NATIONAL SPORTS CENTRE REBORN
The National Sports Centre (NSC) in Crystal Palace, south London - spiritual home of British championship swimming - has received both bouquets and brickbats since it was built in the 1960s. From the turn of this century its future has been in doubt, with the building recently coming within a hair's breadth of demolition.
But now this notable example of Modernist architecture looks set to be revamped for the 2012 Olympic Games, and then reworked into a dry sports pavilion.
Arup Associates' sensitive and logical proposal, revealed exclusively to the AJ, preserves the fabric of the building - although the NSC's famous pool will disappear. In essence, the NSC will evolve into a 'naturally ventilated' pavilion dedicated to dry sports, standing within a rejuvenated Crystal Palace Park masterplanned by Latz + Partner.
The NSC is undoubtedly worth its Grade II*-listed status, not least because it embodies the egalitarian principles of post-war municipal architecture that ushered in such landmarks as the Royal Festival Hall and the Commonwealth Institute.
Designed by London County Council Architects in 1964, the impressive NSC is currently hemmed in by peripheral buildings and walkways. Sadly, it has also been neglected by its former freeholder, the London Borough of Bromley, but still functions as one of few 50m indoor pools in southern England - and the only one in London.
The structure is simple - a vast rectangular concrete frame with glazed infill, and a gently zigzagged roof supported by a cantilevered central spine.
Pevsner sums up the NSC as 'impressive, not least because there is no attempt to impress, no contrived effects.'
The London Development Agency (LDA), the NSC's current owner, has long wished to demolish the building as part of the wider regeneration of Paxton's Victorian Crystal Palace Park - against the wishes of English Heritage (EH) and the Twentieth Century Society (C20) ( ajplus 19.07.06). But, in an unexpected change of heart, the LDA has decided to preserve the NSC as an ancillary training pool to Zaha Hadid's Olympic Aquatic Centre. After the 2012 Games, the pool will be decked over for indoor sports such as five-a-side football.
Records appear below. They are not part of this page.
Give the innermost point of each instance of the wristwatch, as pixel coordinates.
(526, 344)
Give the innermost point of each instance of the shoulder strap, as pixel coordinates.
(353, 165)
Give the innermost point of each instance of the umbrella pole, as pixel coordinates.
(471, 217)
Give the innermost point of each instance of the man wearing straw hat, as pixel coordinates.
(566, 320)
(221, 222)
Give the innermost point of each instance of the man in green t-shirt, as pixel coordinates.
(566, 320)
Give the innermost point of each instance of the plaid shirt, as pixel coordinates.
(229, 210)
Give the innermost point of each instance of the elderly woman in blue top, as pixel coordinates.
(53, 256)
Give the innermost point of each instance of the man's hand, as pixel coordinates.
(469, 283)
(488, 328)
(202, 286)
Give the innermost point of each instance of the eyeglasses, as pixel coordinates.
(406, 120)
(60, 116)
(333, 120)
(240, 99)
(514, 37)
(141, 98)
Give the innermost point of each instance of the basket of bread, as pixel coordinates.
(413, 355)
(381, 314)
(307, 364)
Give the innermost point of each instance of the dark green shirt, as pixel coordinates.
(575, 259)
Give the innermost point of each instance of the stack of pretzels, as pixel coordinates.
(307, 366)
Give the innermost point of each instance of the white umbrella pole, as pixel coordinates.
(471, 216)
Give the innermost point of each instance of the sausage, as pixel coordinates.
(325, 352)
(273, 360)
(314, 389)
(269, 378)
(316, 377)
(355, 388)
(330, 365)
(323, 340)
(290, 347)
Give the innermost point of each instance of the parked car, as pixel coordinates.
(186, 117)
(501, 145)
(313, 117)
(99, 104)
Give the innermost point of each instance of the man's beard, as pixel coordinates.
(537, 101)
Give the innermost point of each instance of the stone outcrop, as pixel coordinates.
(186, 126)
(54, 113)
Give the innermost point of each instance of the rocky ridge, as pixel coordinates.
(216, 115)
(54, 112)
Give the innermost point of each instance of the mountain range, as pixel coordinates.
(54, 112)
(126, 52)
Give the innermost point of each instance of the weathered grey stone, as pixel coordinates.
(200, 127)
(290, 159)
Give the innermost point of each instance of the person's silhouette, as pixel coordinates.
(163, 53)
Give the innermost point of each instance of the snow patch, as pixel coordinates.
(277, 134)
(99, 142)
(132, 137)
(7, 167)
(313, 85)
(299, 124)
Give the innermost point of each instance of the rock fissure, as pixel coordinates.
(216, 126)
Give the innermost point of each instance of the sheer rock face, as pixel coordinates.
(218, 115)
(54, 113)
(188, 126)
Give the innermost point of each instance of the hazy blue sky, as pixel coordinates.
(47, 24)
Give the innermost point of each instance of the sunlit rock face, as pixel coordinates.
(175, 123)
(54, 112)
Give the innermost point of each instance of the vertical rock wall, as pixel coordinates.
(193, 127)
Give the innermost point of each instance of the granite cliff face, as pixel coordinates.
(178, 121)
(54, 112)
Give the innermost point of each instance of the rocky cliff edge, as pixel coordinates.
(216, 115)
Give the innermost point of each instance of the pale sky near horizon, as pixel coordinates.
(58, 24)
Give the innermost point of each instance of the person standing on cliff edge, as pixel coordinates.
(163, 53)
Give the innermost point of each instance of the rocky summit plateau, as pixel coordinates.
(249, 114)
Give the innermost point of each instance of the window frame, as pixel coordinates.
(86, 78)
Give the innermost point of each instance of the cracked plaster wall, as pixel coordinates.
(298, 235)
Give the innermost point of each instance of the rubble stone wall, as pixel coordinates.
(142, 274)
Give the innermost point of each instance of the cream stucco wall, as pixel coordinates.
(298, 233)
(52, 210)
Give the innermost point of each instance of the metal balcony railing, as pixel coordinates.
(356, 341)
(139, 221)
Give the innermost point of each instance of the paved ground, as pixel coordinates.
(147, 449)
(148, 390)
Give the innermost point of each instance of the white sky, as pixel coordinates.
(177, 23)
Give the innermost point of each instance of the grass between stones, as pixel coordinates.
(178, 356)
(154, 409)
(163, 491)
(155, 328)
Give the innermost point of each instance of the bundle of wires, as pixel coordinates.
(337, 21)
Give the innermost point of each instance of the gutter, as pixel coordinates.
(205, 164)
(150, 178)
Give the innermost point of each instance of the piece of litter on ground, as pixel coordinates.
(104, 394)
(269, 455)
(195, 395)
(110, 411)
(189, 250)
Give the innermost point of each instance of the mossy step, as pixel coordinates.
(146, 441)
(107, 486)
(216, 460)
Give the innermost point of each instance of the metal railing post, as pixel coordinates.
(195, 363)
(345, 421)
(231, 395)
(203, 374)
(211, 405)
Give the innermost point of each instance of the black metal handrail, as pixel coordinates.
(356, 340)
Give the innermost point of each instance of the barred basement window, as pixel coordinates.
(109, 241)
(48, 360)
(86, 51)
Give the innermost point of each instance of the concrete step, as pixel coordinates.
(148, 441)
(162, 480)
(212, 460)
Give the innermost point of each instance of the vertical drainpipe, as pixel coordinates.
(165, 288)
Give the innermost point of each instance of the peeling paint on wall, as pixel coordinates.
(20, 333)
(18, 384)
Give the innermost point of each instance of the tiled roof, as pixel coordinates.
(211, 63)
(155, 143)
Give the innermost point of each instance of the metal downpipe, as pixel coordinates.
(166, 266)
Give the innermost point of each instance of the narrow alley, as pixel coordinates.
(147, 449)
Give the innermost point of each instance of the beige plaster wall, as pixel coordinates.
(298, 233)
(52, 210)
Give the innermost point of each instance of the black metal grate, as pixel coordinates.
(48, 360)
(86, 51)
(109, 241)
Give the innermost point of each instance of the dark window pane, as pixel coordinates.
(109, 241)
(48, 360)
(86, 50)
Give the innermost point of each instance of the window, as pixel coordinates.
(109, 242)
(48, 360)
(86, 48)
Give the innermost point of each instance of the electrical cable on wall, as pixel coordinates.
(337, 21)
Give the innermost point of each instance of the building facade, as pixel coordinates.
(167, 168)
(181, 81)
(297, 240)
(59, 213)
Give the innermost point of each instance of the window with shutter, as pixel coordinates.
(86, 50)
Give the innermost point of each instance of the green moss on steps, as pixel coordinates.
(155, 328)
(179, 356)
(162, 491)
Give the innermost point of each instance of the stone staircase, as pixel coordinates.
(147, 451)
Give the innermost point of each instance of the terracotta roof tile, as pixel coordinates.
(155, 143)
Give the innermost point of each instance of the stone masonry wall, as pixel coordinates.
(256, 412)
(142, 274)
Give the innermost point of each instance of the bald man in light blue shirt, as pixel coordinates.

The proposed scheme - which goes in for planning late this summer - is derived from several solutions for the NSC put forward by Arup Associates as part of an extensive public consultation staged in 2005.
The solutions ranged from refurbishment to building a new sports complex around an existing athletics stadium opposite the NSC.
The chosen solution - which will reportedly cost a modest £3 million - will initially involve refurbishment of the NSC's plant and services, along with a much-needed revamp of wet changing facilities and improvements to the pool hall in time for the 2012 Games.
Under the legacy scheme to follow, landscaping will be banked up to the height of the existing pool so that interior and exterior appear on one level. The demolition of peripheral buildings, such as the training pool extension, and ugly elevated concrete walkways, along with the removal of security fences and tarmac slip roads, are intended to enhance the NSC's striking features and surrounding parkland. 'The aim is to reinstate the historic Paxton access to allow people to move freely through the park while maintaining the existing Grade-II* NSC building, ' explains Arup Associates lead architect, Lee Hosking.
According to C20, Arup Associates' restoration of the NSC sets a precedent for other endangered buildings from this era. 'Of course it's regrettable that swimming will not be a part of the NSC's long-term future', says C20 case worker Jon Wright, 'but dry sports is a compromise'.
C20 has long campaigned to prevent the demolition of the NSC, teaming up with Julian Harrap Architects to show how it could be saved by creating new local infrastructure, such as housing, that would subsidise NSC preservation and maintenance.
Both the society and EH worked with Arup Associates in devising the current scheme and do not oppose proposed alterations and localised demolitions. 'Arup Associates is clearly pushing in the right direction, ' says Wright. 'This is such an impressive building and we are delighted that there is a future for it.'
For its part, EH describes the proposal as 'balanced' within the realm of the historic Crystal Palace park. '[Arup] is doing what we hoped, ' says EH historic buildings adviser, Malcolm Woods.
Ultimately the LDA plans to build a new regional sports facility - including a swimming pool - elsewhere in Crystal Palace Park, and also intends to remodel the athletics stadium opposite the NSC.
An architectural competition may be held and, no doubt, Arup Associates will be among practices jostling for the prize.
The NSC was Britain's first purpose-built sports centre and, when first unveiled, was praised by the Architectural Review in May 1967 as the 'finest of its kind' in Britain.
The building's sporting heyday may have passed, but, as a striking example of 1960s architecture, its future appears assured.